Model Params R² (hand velocity)
Wiener filter (ridge) 137 × 2 0.4822
GRU (2-layer bidir) ~660 K pending CUDA
Vanilla Transformer ~5 M pending CUDA
Cortex-S 24.80 M pending CUDA

Sliding-window R² values (published in benchmarks/training/results.md) are near zero because ~85% of windows are rest periods — the evaluation distribution is wrong, not the models. Trial-aligned evaluation above is the correct comparison.

Inference (MPS, Cortex-S, batch=32, 512 events/sample)

Section Time (ms) % of forward
Full forward 129.0 100%
Self-attention (×7) 100.6 78.0%
Cross-attention 13.6 10.5%
_pack_events 7.8 6.1%
Behavior head 3.0 2.3%

Full report: benchmarks/profiling/baseline_report.md.

Triton kernels (correctness verified; benchmarks require CUDA)

Kernel What it fuses Memory saved
Fused tokenizer 3 embedding lookups → 1 kernel Eliminates 2 × (E, D) intermediates
Sparse cross-attention FA2 online softmax + block sparsity Skips masked event tiles
Fused RMSNorm + linear Norm + matmul → 1 kernel 112 MB / forward at Cortex-S scale

Run with make bench-kernels on a CUDA host.

INT8 quantization (MPS, synthetic calibration)

Configuration Memory Reduction
float32 99.2 MB
INT8 per-channel 27.8 MB −72%

Max weight error: 0.003. 34/35 linear layers quantized.

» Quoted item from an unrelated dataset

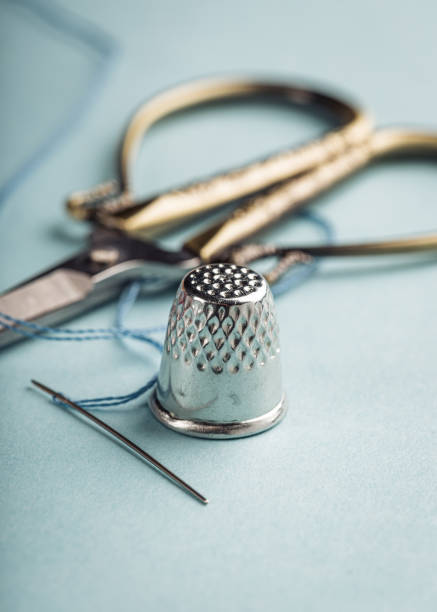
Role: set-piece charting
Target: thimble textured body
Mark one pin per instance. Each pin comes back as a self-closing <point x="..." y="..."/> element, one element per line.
<point x="220" y="373"/>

Full report: benchmarks/quantization/results.md.

Serving latency (MPS, in-process, concurrency=16)

Metric Value
Throughput 157.3 req/s
p50 70.2 ms
p99 358.5 ms
Failures 0 / 200

p99 < 30ms SLO requires CUDA — a batch-of-32 Cortex-S forward pass on an A100 takes ~2–3 ms. Full report: benchmarks/serving/results.md.


Architecture

   Spike Events (neuron_id, time_bin, value)
                     │
                     ▼
┌─────────────────────────────────────────────┐
│  SpikeTokenizer                             │
│  Fused gather: n_emb[nid] + t_emb[tb] +     │
│  v_emb[val]  → (E, D) tokens                │
│  [Triton kernel: Phase 2.2]                 │
└────────────────────┬────────────────────────┘
                     │ (E, D) flat tokens
                     ▼
┌─────────────────────────────────────────────┐
│  Perceiver Cross-Attention                  │
│  Latent queries (L, D) × Spike keys/values  │
│  [Block-sparse Triton kernel: Phase 2.2]    │
└────────────────────┬────────────────────────┘
                     │ (B, L, D) latents
                     ▼
┌─────────────────────────────────────────────┐
│  Self-Attention Stack (N layers)            │
│  RMSNorm → QKV → SDPA → MLP                 │
│  [Fused RMSNorm+linear kernel: Phase 2.2]   │
└────────────────────┬────────────────────────┘
                     │ (B, L, D) latents
                     ▼
┌─────────────────────────────────────────────┐
│  Decoder Heads                              │
│  Behavior: cross-attn → scalar per dim      │
│  Masked spike: reconstruction head (SSL)    │
└─────────────────────────────────────────────┘

What's Built

Phase 1 — Model and Training Pipeline ✓

  • Three model sizes: Cortex-XS (4.83M), Cortex-S (24.80M), Cortex-M (83.51M). Perceiver cross-attention encoder with a fixed latent array (L=256 for Cortex-S); handles variable neuron counts without hard-coding electrode geometry.
  • FSDP training loop: Mixed-precision bfloat16, sharded checkpointing via torch.distributed.checkpoint, cosine LR schedule with warmup. Single-GPU mode on MPS.
  • Three baselines + MC_Maze loader: Wiener filter, GRU, vanilla Transformer evaluated under identical protocol. pynwb/DANDI pipeline, 137 heldin units, 5 ms bins, trial-aligned and sliding-window dataset modes.

Phase 2.1 — Profiling ✓

  • Bottleneck found: _pack_events Python loop forced 32 CPU↔MPS sync stalls per forward pass. Replaced with vectorized cumsum; saves 4.2 ms / forward (−3.2%).
  • Bottleneck hierarchy: Self-attention 78%, cross-attention 10.5%, pack_events 6.1%. Triton targets chosen from this, not intuition.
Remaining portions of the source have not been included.